The cost per month is 100% known and always has been. What has been variable is the rate of delivery. AI is different and can be substantial in countries with lower wages.
There have also been winners of a slot machine gamba, so the analogy quite holds. I would even argue that there are considerably more slot machine gamba winners than the real world examples of actual LLM work.
There’s actually been a ton of research on how to optimize “slot machines,” at least in a generalized sense. For more reading, check out the literature on multi armed bandits.
Yes, because in video games there is always a chance to win so you can optimize your strategy around that chance. If you have a 1% chance to drop a legendary weapon, the question becomes how do I manufacture 100 chances for a weapon drop in the shortest possible time. With agentic coding there is no such guaranteed chance - in a way it's worse than a slot machine that is guaranteed to pay out eventually.

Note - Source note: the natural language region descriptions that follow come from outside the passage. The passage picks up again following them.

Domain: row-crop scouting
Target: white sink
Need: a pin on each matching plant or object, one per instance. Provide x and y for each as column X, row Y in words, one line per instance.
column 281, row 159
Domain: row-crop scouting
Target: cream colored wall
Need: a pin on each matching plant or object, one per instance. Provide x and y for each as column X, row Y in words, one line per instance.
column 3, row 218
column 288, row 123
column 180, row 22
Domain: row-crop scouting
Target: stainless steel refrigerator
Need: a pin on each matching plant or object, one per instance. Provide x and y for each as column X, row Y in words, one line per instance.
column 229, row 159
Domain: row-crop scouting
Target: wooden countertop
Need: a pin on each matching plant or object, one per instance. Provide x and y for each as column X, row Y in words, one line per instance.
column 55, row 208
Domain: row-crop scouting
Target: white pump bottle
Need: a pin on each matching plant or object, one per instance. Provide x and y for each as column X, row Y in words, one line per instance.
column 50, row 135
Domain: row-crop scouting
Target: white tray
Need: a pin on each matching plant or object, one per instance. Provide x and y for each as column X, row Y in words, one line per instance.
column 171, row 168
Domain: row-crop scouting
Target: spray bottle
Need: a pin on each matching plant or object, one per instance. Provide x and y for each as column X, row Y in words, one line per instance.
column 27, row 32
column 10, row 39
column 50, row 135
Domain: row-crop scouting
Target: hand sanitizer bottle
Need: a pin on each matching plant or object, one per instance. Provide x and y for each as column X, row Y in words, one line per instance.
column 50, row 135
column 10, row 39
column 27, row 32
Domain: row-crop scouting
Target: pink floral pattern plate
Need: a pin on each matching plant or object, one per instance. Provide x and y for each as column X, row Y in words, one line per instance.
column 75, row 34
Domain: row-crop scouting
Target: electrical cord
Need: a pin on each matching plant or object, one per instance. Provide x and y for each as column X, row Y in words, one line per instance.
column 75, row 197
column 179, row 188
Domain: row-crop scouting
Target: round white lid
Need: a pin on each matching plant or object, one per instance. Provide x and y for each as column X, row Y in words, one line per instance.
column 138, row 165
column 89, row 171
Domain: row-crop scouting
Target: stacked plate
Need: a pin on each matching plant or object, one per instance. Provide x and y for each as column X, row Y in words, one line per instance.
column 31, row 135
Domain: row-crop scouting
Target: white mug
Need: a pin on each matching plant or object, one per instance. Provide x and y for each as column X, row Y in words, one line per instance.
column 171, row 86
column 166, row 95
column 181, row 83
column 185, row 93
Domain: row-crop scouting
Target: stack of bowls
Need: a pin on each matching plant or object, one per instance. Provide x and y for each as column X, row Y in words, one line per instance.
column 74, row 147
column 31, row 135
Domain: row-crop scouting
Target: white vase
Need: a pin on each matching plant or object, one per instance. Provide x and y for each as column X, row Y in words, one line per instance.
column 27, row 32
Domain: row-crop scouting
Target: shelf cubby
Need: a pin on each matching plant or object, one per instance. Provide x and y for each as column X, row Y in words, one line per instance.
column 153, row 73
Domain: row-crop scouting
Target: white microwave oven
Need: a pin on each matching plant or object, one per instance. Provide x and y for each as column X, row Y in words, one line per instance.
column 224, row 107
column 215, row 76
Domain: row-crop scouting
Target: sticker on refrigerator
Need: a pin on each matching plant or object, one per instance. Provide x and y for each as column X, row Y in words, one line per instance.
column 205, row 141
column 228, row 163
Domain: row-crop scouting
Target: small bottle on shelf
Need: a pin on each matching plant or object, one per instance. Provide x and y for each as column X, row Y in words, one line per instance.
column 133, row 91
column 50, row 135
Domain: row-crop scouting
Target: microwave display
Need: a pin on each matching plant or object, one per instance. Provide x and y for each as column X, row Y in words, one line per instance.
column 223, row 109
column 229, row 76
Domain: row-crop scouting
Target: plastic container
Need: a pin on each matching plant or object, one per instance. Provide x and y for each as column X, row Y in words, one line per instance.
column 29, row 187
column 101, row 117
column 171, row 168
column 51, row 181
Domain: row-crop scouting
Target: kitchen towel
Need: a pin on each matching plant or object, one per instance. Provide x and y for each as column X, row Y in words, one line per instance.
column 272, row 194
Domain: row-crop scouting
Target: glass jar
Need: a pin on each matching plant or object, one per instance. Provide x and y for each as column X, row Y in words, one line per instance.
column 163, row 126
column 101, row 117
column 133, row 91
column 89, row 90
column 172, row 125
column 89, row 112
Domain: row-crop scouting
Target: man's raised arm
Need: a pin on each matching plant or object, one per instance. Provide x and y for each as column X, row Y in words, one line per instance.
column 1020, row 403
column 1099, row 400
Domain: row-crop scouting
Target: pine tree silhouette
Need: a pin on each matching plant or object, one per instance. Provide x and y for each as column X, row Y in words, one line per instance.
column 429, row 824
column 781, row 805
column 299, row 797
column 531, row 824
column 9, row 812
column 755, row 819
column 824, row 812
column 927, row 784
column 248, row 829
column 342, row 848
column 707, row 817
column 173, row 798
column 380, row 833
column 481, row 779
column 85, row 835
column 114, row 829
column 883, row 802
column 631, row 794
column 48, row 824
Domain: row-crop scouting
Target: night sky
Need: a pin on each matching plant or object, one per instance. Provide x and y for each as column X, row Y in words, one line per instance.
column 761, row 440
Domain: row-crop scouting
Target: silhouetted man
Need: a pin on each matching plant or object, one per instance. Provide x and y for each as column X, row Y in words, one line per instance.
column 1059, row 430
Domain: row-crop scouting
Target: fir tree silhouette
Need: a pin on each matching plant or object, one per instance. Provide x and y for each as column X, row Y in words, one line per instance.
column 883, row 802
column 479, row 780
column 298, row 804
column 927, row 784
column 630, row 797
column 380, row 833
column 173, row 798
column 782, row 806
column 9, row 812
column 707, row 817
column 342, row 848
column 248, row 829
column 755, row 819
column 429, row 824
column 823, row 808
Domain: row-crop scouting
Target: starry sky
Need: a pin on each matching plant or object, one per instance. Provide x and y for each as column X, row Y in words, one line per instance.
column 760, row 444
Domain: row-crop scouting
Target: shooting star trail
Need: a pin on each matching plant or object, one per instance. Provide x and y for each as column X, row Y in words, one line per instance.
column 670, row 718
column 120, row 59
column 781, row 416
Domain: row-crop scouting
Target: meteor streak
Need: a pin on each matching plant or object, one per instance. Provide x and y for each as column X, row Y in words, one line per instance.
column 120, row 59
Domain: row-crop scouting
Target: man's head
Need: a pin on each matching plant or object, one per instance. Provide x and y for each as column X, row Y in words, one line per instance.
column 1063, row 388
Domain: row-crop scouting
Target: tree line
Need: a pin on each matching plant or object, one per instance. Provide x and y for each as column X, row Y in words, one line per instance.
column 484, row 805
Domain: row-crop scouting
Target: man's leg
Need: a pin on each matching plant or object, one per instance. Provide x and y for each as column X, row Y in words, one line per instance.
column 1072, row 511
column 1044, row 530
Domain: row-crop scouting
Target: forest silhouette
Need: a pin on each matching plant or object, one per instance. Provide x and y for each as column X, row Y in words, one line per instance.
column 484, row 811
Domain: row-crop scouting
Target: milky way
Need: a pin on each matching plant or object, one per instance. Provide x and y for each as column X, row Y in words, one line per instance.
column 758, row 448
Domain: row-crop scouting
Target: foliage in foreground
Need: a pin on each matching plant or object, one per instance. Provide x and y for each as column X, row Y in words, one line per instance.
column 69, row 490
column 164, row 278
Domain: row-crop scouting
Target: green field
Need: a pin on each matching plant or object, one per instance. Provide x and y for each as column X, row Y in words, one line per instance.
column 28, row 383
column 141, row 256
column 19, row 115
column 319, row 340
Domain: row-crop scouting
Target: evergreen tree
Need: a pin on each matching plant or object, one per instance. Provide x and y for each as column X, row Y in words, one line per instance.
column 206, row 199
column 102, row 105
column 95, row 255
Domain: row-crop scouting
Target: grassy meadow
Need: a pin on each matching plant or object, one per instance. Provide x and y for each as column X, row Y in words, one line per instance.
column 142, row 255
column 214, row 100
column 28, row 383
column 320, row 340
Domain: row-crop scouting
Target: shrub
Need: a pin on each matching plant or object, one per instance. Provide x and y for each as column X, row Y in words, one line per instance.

You could spend hundreds of millions of tokens and still not get what you asked for.
> If you have a 1% chance to drop a legendary weapon, the question becomes how do I manufacture 100 chances for a weapon drop in the shortest possible time.
Sidenote but I hope everyone realizes that 100 is kind of arbitrary here and does not mean the total chance to to get something is 100%.
You’re right, the arpg analogy isnt great, it’s too simplistic. I was trying to come up with something heavily stochastic where people are coming up with strategies to get the odds in their favor. Maybe closer to speculating on the real estate market? But even that feels too simplistic compared to LLMs. Even the definition of a win isn’t well defined.
Actually it’s really its own thing, I don’t think the slot machine analogy works too well, you also have fixed odds (and you know they aren’t in your favor), and a binary output
The analogy to slot machine is that you're spending your own resources in hope of a reward. So you're ultimately bound by your resources and your strategy doesn't count for much in the grand scheme of things.
With employees, there's a lot of punishments in place for people to not want to mess up. Loss of wages and reputation, prison time,... Startup do not fail because they have a bug-ridden product, they fail because of the market.
With AI, all bets are off. They're not aligned with your goals and it's very hard to discern when they go off unless you're an expert. And if you are one, at best it's just a slight boost in typing especially with all the works involved in software development.
Odd, I train teams (at large companies) to use harnesses effectively. So some training does exist.
I get the anti/skeptic sentiment. I've been called a lot of horrible things by a vocal contingent when they hear that I help train folks to learn software engineering best practices and then apply AI to that.
Isn't this a (mildly exaggerated) description of AWS, which is a very successful service?